War abroad is war at home

    Jeremy Kessler, a writer and law student who is currently at work on an important research project about conscientious objectors in World War I, has a powerful new essay over at the Fellowship of Reconciliation’s website. Looking back at the treatment of German-Americans during the “Great War,” he sees parallels with the outbursts of Islamophobia today:

    Almost a century ago, the American essayist Randolph Bourne warned that one of the unavoidable consequences of our nation’s diversity is that when we wage war on a foreign foe, we risk civil war at home. Published in the Atlantic Monthly prior to the United States’ entrance into WWI, Bourne’s prophetic essay, “Transnational America,” argued that if his country joined the war, it would be declaring war on itself, uprooting the lives of millions of ethnically German citizens and bathing the nation in hate and mistrust. On the other hand, if the United States remained neutral and cultivated domestic peace, it would show the world the possibility of multi-ethnic harmony. Bourne’s ultimatum was two-sided: while peace at home inspires peace abroad, war abroad breeds domestic division.

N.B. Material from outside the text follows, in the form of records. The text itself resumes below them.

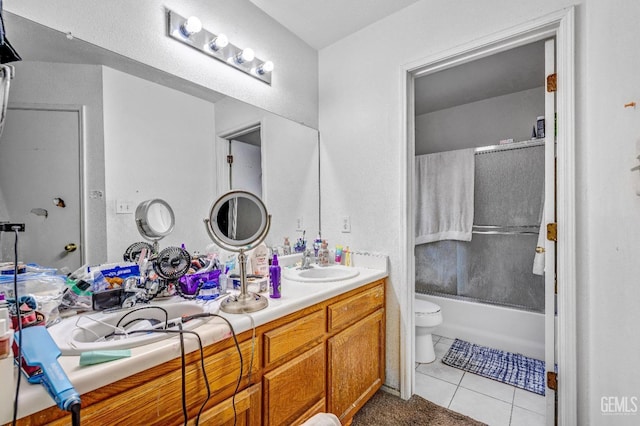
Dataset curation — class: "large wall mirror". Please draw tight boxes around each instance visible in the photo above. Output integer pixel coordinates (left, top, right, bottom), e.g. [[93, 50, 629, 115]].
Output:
[[0, 12, 320, 270]]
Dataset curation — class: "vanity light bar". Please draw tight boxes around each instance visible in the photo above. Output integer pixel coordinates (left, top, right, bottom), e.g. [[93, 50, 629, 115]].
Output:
[[168, 10, 273, 85]]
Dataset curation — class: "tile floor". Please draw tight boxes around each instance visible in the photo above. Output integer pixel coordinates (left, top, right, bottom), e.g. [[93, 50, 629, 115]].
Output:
[[415, 335, 545, 426]]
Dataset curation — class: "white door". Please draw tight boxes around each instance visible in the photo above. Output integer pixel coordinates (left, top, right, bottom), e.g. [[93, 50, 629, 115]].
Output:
[[544, 39, 556, 425], [229, 140, 262, 197], [0, 107, 83, 271]]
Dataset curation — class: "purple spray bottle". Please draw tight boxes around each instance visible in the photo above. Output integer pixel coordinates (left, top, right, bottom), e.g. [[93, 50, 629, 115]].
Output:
[[269, 253, 281, 299]]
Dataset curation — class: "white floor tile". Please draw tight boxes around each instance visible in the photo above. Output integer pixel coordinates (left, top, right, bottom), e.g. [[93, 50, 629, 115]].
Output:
[[449, 387, 511, 426], [511, 406, 545, 426], [513, 388, 545, 414], [460, 373, 515, 404], [415, 374, 456, 408], [416, 359, 464, 385], [438, 337, 456, 346]]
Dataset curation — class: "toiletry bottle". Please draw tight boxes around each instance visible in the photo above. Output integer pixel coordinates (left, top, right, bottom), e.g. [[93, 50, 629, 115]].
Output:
[[313, 233, 322, 262], [0, 319, 13, 413], [218, 268, 229, 294], [318, 240, 329, 266], [251, 243, 269, 277], [344, 247, 351, 266], [269, 254, 282, 299]]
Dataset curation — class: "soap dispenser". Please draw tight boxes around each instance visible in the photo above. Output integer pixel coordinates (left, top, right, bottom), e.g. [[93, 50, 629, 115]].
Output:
[[269, 253, 282, 299], [283, 237, 291, 256], [318, 240, 329, 266]]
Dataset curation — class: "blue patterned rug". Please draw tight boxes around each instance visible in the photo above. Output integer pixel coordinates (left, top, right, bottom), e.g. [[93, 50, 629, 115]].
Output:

    America has been at war for almost a decade, and the violence has already cost many nations so much. Yet we are only beginning to pay the wages of war at home. A land of immigrants, America contains within its borders all possible fault-lines of global conflict. Because at our best we are inviting, at our worst, we can always find representatives of our overseas enemies right around the corner, whether they are German, Japanese, or Muslim Americans.

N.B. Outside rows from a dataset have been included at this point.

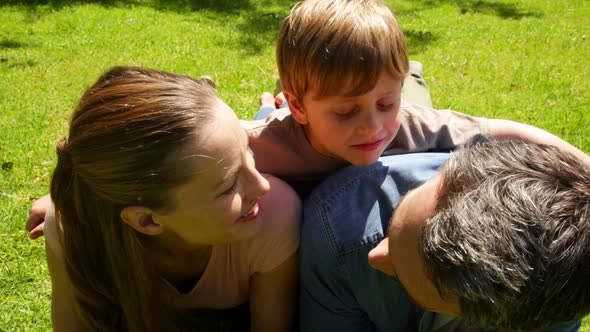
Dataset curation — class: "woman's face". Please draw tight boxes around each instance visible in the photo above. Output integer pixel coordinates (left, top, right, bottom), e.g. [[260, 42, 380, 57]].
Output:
[[153, 100, 270, 245]]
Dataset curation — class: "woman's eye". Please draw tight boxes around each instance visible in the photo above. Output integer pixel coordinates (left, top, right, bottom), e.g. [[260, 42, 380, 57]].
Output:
[[335, 109, 356, 118], [221, 177, 238, 196], [377, 103, 395, 112]]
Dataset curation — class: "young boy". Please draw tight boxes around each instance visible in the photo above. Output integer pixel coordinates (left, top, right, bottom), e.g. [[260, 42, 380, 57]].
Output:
[[243, 0, 588, 195]]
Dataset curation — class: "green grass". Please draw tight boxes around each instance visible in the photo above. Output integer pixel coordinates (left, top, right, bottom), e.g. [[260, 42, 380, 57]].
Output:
[[0, 0, 590, 332]]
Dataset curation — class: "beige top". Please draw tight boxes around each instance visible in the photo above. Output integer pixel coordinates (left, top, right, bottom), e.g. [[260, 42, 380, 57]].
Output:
[[242, 100, 490, 194], [44, 177, 301, 309]]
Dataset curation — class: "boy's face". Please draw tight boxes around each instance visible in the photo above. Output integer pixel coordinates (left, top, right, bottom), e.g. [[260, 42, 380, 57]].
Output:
[[285, 73, 401, 165]]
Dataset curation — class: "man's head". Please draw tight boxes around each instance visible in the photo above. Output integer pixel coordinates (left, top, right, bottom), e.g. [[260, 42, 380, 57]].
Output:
[[277, 0, 409, 165], [370, 142, 590, 330]]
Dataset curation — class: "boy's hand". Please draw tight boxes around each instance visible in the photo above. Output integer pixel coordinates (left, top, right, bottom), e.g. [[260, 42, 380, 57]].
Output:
[[25, 194, 51, 240]]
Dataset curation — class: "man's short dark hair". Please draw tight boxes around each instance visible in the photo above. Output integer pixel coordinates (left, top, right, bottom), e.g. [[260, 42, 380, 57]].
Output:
[[419, 141, 590, 331]]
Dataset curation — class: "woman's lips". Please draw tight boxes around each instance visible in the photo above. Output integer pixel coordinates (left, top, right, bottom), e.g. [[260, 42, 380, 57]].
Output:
[[238, 200, 260, 222], [352, 138, 385, 151]]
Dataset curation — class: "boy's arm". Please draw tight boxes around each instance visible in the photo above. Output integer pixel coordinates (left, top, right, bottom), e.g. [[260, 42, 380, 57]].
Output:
[[490, 119, 590, 164], [384, 104, 590, 163]]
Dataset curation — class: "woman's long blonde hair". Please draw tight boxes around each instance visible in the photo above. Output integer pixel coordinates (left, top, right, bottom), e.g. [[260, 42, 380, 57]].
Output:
[[51, 67, 218, 331]]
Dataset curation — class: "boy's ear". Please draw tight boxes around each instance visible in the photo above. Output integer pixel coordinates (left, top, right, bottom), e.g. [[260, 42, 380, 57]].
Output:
[[283, 91, 308, 126], [121, 206, 162, 235]]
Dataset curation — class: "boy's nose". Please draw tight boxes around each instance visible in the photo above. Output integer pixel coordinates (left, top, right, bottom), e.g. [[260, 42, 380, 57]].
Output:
[[245, 167, 270, 199], [361, 109, 381, 133]]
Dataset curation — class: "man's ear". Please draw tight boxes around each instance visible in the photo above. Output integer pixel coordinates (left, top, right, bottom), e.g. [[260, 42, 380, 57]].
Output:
[[283, 91, 307, 126], [368, 237, 396, 277], [121, 206, 162, 235]]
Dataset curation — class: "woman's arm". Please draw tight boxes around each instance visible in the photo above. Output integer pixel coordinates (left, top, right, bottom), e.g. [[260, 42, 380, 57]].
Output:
[[250, 252, 298, 332], [45, 230, 87, 332]]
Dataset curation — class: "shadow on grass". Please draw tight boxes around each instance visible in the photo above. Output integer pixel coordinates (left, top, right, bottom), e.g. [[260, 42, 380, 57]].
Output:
[[404, 29, 438, 56], [0, 39, 28, 49], [403, 0, 541, 20], [0, 0, 295, 54], [0, 0, 295, 13]]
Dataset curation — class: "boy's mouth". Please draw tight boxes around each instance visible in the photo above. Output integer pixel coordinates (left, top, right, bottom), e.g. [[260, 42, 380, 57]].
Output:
[[352, 138, 385, 151]]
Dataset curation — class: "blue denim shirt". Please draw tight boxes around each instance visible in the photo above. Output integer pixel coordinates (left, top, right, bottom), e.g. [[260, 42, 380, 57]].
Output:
[[300, 153, 580, 332]]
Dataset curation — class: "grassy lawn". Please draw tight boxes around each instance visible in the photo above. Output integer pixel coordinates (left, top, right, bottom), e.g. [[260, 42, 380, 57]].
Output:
[[0, 0, 590, 332]]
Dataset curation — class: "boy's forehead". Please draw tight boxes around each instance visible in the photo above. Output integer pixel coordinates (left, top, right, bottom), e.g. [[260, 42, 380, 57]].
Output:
[[305, 71, 403, 101]]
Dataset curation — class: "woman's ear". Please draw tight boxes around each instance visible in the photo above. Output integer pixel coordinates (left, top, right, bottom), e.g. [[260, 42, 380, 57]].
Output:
[[283, 91, 308, 126], [368, 237, 396, 277], [121, 206, 162, 235]]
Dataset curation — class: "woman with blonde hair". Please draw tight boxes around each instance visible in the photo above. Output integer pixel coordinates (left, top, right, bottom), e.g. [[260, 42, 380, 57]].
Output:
[[45, 67, 300, 331]]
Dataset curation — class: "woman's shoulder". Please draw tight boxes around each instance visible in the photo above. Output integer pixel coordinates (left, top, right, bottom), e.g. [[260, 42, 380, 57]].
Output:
[[260, 174, 301, 224], [248, 175, 301, 272]]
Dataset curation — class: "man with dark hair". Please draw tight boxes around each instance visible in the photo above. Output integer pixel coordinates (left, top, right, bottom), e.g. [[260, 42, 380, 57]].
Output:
[[300, 141, 590, 331]]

    Bourne’s ultimatum went unheeded and his prophecy was confirmed. As American warships sailed east in the winter of 1918, witch-hunts, raids, and show trials began on the home-front. Rioters destroyed German language newspapers and printing presses. Public libraries held book-burnings. Local governments forced hundreds of German-American schools to shut down for good. In Montana, a traveling salesman was sentenced to seven to twenty years for calling new government regulations a “big joke.” On April 4, 1918, a mob lynched the German-American Robert Prager, an Illinois miner, for making “disloyal remarks.” Intrepid German immigrants settled much of the interior of our nation. Between 1917 and 1919, their memory was effaced from the landscape, as thousands of streets and towns were renamed. Most ethnic Germans stopped speaking German altogether. An entire culture was erased.

    Kessler’s essay comes to a chilling conclusion in the face of the US policy of perpetual war over the last decade: “If we want peace at home, we must pursue it abroad.”